Au petit matin de cette première journée de grève (le 20 février), le spectacle dans la ville était écœurant. Partout, des quantités énormes d’immondices encombrent les artères et les ruelles. Rue de Marseille et en face d’un restaurant très connu qui ne désemplit pas, les passants devaient aller d’un trottoir à l’autre pour contourner les amas d’ordures qui étaient éparpillées partout et dégageaient une odeur nauséabonde. Les bureaux municipaux étaient fermés et les citoyens devaient attendre trois journées encore pour accomplir certaines formalités ou retirer des actes civils.
Entre temps, pas de crédit, pas de dossiers, pas d’inhumation, pas de mariage et pas de files d’attente. Seuls les services de la police municipale, en chômage technique depuis le 17 décembre 2010, ne sont pas en grève puisqu’ils bénéficient, grâce à leur mouvement de protestation de l’année dernière, de la prime que réclame leurs collègues dans les services administratifs et d’hygiène.

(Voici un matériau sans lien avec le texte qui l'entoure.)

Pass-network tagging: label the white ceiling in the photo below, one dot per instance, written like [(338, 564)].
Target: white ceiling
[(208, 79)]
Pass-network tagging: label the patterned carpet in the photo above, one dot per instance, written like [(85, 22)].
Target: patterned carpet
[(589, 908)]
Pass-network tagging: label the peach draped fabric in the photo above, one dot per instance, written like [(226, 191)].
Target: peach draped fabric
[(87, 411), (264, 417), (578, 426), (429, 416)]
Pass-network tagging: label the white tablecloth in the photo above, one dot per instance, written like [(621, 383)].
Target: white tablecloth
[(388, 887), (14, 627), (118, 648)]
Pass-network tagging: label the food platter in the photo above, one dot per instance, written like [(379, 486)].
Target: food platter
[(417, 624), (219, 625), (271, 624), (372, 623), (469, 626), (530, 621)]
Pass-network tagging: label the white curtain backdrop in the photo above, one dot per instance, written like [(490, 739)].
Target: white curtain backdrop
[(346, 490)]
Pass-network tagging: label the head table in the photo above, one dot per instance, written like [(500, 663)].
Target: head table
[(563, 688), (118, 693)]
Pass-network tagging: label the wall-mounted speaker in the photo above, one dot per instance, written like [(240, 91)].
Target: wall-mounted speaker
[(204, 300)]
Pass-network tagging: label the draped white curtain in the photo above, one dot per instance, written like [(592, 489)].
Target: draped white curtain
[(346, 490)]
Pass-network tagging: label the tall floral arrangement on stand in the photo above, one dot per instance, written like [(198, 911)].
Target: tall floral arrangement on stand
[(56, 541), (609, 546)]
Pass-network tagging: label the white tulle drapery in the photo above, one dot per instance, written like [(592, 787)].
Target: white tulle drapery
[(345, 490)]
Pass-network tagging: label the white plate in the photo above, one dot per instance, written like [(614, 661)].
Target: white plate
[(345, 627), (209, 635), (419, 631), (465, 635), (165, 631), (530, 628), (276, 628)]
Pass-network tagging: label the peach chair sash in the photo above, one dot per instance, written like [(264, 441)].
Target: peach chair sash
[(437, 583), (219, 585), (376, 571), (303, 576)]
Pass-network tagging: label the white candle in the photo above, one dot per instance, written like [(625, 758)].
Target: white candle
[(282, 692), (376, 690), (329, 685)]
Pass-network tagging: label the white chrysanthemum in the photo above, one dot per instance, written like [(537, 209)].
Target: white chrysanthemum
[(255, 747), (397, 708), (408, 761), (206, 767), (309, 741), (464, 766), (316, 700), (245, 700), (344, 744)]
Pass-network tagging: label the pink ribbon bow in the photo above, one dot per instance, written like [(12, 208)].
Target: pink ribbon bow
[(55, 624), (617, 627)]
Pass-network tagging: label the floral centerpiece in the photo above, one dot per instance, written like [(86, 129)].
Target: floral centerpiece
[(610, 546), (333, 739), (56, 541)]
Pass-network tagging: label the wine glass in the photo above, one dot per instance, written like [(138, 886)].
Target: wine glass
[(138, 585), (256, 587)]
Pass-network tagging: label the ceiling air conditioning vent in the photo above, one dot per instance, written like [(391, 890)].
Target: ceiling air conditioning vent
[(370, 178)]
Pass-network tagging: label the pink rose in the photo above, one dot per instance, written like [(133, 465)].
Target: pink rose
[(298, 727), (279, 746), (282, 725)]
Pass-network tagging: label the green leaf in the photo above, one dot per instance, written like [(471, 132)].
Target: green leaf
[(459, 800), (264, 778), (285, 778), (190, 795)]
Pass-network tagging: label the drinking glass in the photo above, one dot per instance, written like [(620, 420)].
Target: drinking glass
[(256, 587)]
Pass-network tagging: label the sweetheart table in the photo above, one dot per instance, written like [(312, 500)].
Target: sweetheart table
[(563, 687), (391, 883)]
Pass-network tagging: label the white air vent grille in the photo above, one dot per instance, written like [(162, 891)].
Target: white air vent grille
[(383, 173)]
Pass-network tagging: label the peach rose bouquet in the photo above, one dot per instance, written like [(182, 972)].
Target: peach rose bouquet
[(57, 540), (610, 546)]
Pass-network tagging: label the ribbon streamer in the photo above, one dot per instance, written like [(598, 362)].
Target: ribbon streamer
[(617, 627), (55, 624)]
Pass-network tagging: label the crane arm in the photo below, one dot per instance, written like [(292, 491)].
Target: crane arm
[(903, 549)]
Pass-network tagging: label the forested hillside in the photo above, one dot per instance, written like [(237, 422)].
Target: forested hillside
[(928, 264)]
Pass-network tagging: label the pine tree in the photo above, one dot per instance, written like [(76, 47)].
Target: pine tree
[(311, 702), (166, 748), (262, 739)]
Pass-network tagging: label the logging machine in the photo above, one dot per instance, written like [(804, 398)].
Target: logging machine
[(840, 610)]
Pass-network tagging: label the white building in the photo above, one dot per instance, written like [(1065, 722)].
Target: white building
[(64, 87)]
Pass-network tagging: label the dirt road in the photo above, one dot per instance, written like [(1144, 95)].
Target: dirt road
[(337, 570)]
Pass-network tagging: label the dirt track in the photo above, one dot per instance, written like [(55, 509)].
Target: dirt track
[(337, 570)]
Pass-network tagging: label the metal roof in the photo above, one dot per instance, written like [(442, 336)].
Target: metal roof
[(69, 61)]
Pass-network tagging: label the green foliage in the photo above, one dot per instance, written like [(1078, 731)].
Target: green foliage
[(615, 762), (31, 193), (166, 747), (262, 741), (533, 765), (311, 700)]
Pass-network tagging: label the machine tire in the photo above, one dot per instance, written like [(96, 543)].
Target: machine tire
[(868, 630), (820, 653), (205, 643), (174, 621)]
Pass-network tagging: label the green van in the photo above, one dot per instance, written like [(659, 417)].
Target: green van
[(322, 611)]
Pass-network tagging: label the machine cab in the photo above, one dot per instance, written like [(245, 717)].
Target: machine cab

La seconde journée a été marquée par des tensions très graves suite à des appels sur le réseau social incitant les fans et partisans à s’attaquer à l’UGTT qui a décidé cette grève. Leur réaction ne s’est pas fait attendre puisque dans la nuit des quantités de déchets ont été déversées devant les locaux du syndicat. Les représentants de l’UGTT ont tout de suite condamné et désigné du doigt des militants du mouvement ENNAHDHA accusés de vouloir mettre en échec le mouvement social des agents municipaux.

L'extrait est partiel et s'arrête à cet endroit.